[PATCH] D132186: Clang: Add a new flag Wmisnoinline for printing hot noinline functions

Archit Saxena via Phabricator via cfe-commits cfe-commits at lists.llvm.org
Thu Aug 25 14:37:10 PDT 2022


iamarchit123 added a comment.

In D132186#3741210 <https://reviews.llvm.org/D132186#3741210>, @paulkirth wrote:

> Hi, thanks for taking a look at this. Before we start an in-depth review, can you describe the deficiencies w/ the existing diagnostics, and why they don't meet your needs?
>
> Primarily, I'm a little skeptical if taking the same approach as MisExpect is the correct approach.
>
> Unlike `llvm.expect`, the `noinline` attribute is often used for correctness. I'm not sure it makes sense to warn about it in the same way as performance optimization. My experience may differ from the code bases you work in, but I cannot recall seeing a function annotated `noinline` for due to any kind of performance reason. The one exception I can think of being code marked as `cold` for outlining purposes, but those are usually inferred from profiles or are added due to other annotations. Do people do this for better i-cache performance or something?

I was under the impression that it was used for performance reasons and hot functions should not ideally be marked noinline. @modimo could you also pitch in on this? If not function entry count what other things could possibly indicate a false usage of noinline(if not the hotness)

> MisExpect diagnostics need to run a specific points during compilation to check the weights added by the `llvm.expect` intrinsic against the profile, so it can't be a separate pass, since e.g., LowerExpectIntrinsicPass and the PGO passes for instrumentation/sampling replace/remove that information. From what I can see this could be its own analysis pass, since you at most need to consult the function entry count.

This can be a separate pass but even I am using Cost Analysis to check noinline functions cost apart from function entry count, so it felt natural to integrate the noinline warning into inline cost analysis.

> Optimization remarks already exist for missed inlining opportunities. I'm unsure of the value in using a warning over the existing diagnostic in this case.
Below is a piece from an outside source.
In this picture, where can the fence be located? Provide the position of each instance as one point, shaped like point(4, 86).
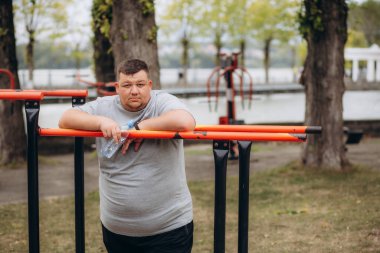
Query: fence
point(222, 135)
In the case of `llvm.expect` intrinsics, it may be the result of an incorrect annotation, or a mis-annotated branch (i.e., marking a branch w/ `LIKELY` instead of `UNLIKELY`). In these cases, we'd like to signal to users a problem w/ the source code/annotation. I'm not sure that the same is true for `noinline` attributes. Is this something you want to use to fail builds? That was something we wanted to achieve for Fuchsia's CI, which is why `-Wmisexpect` exists as more than an optimization remark.

I think there is no Optimization remark emission for missed inlining opportunities for noinline functions as cost analysis is skipped for functions marked with noinline attribute. No we don't want any builds to fail with this. Our only aim to make this change is to emit a warning for functions which a user may have accidentally marked noinline but removing noinline attribute may give some performance benefits.

@modimo feel free to pitch in as well on this about concerns raised by @paulkirth and any changes I could make on this based on the comments.